Когда до трубы оставалось с полкилометра, над дорогой поднялся черный рваный куст выброшенной земли с красным огненным сердечником внизу и раздался взрыв…
15
Потом, когда хоронили Женю, все еще не веря в реальность его гибели и словно бы надеясь на возможность воскрешения, люди продолжали высказывать догадки и предположения. Одни считали, что фугас был установлен на неизвлекаемость, а Женя понадеялся на свою опытность и взялся его обезвреживать, чтобы не рвать дорогу. Другим казалось, что виной всему могла стать торопливость, поскольку работал Женя на виду остановленной, как бы нависшей над ним колонны военнопленных. Он, конечно, нервничал и потому, что получил замечание от комбата. Наконец, было высказано предположение о химическом взрывателе, у которого как раз в тот момент истекло время. Правда, разведчики сняли один механический взрыватель и послали человека с докладом, после того как обнаружили еще одну оттяжку, уходившую в землю.

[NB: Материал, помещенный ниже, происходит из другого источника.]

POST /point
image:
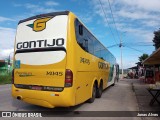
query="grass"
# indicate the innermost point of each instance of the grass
(5, 78)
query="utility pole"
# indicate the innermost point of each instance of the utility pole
(120, 45)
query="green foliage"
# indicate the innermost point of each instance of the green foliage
(5, 78)
(156, 39)
(143, 57)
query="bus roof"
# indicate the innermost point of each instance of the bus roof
(45, 15)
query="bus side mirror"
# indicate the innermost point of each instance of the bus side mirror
(81, 30)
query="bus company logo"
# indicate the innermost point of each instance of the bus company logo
(102, 65)
(39, 24)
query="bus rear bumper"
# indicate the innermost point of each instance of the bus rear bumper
(45, 98)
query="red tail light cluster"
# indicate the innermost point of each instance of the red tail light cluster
(13, 76)
(68, 78)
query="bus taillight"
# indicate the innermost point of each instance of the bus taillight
(68, 78)
(13, 76)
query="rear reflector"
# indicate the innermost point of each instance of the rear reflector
(68, 78)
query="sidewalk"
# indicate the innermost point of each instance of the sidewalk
(143, 98)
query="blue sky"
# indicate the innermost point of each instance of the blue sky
(135, 21)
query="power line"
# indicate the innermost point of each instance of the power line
(135, 49)
(107, 21)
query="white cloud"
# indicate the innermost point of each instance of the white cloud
(38, 8)
(4, 54)
(148, 5)
(2, 19)
(51, 3)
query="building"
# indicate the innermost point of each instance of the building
(154, 59)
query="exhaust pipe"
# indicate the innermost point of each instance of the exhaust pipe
(19, 98)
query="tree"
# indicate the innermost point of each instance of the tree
(156, 39)
(143, 57)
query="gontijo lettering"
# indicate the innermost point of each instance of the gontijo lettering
(41, 43)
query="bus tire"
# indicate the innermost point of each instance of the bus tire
(99, 91)
(91, 100)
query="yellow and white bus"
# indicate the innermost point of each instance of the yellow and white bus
(59, 62)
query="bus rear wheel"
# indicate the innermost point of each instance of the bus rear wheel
(91, 100)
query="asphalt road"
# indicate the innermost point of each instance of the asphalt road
(115, 98)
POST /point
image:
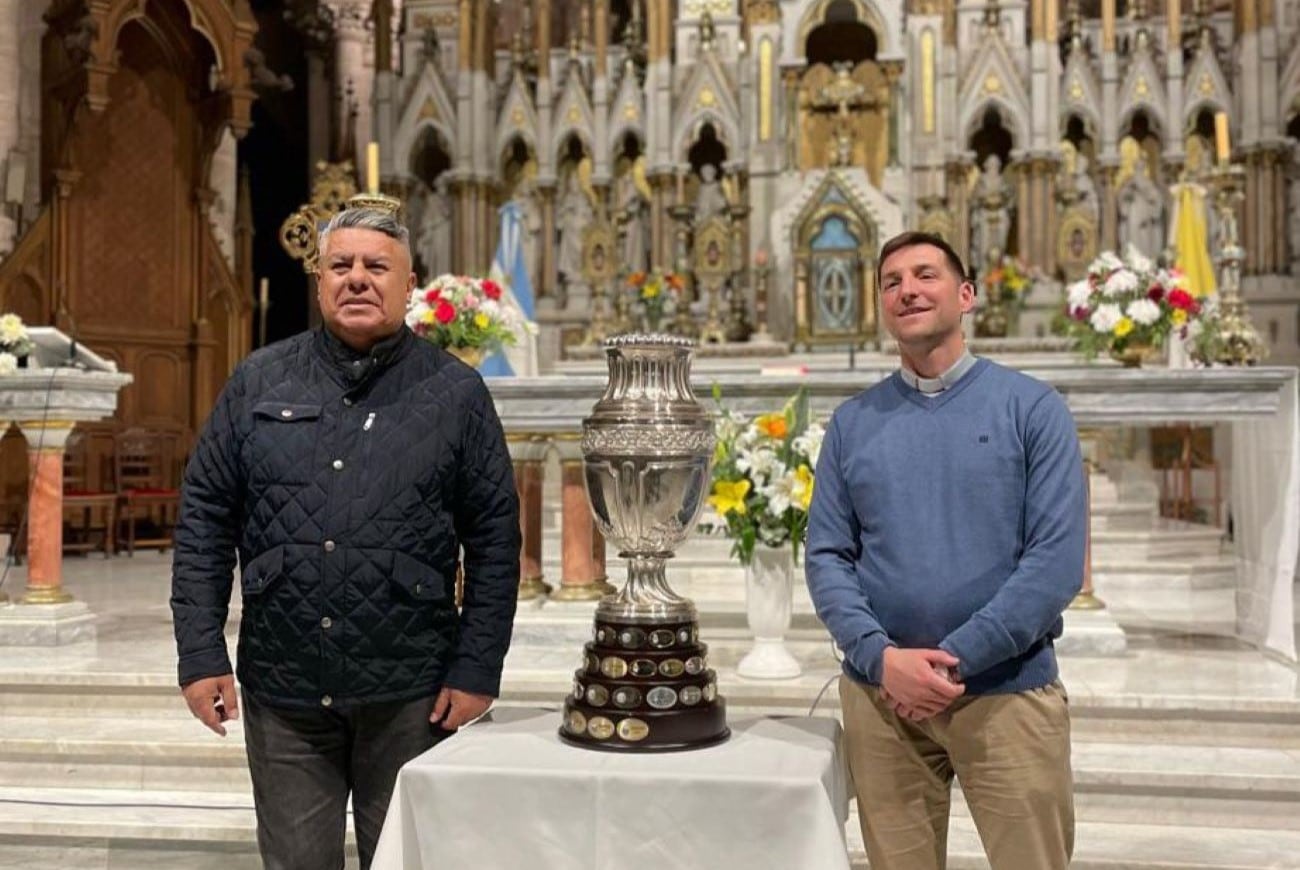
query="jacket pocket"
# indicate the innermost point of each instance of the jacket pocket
(261, 572)
(416, 580)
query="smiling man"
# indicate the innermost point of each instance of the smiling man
(945, 539)
(347, 468)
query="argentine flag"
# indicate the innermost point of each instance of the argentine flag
(510, 271)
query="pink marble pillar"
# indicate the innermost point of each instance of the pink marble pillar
(46, 442)
(528, 481)
(581, 578)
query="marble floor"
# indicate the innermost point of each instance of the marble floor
(1187, 747)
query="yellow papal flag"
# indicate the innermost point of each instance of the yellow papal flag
(1191, 241)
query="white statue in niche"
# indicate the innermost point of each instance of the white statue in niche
(1142, 211)
(710, 199)
(633, 203)
(573, 215)
(991, 211)
(433, 232)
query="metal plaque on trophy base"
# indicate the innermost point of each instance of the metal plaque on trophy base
(645, 683)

Выходит, взрывателей хватало и без химического. Разведчики уже решили про себя взорвать все эти устройства к чертовой бабушке вместе с трубой и дорогой. Женя, однако, захотел посмотреть сам. Отогнал всех на безопасное расстояние и остался работать один. Минуты за две до взрыва он выглянул из трубы, как будто хотел что-то попросить или кого-то позвать, но тут же снова скрылся, так и не позвав никого.
Версией насчет химического взрывателя заинтересовался отдел контрразведки «Смерш». Если химический — значит, недавно установленный. Значит, где-то неподалеку есть преступник.
В батальон пришел общительный рослый капитан по фамилии Александров, который бывал у саперов и раньше. Поговорил чуть ли не со всеми разведчиками. Но они и сами мало что понимали. Фугас был засыпан старым сухим мусором. Свежей земли никто не видел. Докопались до одного взрывателя, потом увидели оттяжку… Они теперь проклинали себя за то, что не взорвали фугас сами, без всякого доклада командиру. Пусть бы они нарушили его заповеди («Самый лучший разведчик — дисциплинированный, самый храбрый сапер — осторожный»), пусть бы их всех потом как угодно наказывали, зато жив бы остался Женя…
Капитан на это ничего не отвечал, только слушал.
Он зашел потом к Густову — вроде как проконсультироваться насчет разных типов взрывателей. Но он не избегал и таких вопросов:
— Почему вы шли тогда полем, а не дорогой и почему заглядывали в эту дорожную трубу? У вас ведь не было такого задания?
— Не было, конечно, — отвечал Густов. И вдруг почувствовал, что краснеет…
В самом деле: как ты расскажешь контрразведчику о том, что за полосу оградительных насаждений тебя вынесло какое-то ребячество, какое-то странное для взрослого человека желание пробежаться по травке? И как объяснишь, почему сапер, не имея на то специального задания, заглядывает порой под мосты, присматривается к лежащей поперек дороги проволоке? А если сумеешь объяснить это, то как ответишь на следующий вопрос:
— Говорите — привычка? Но почему же вы не подумали о том, что идти по обочине более опасно, чем по проверенной, исхоженной и изъезженной дороге? На обочине могли быть мины…
— Знаете, я не подумал о них тогда. Просто в голову не пришло… Видимо, победа ослабила какие-то пружинки.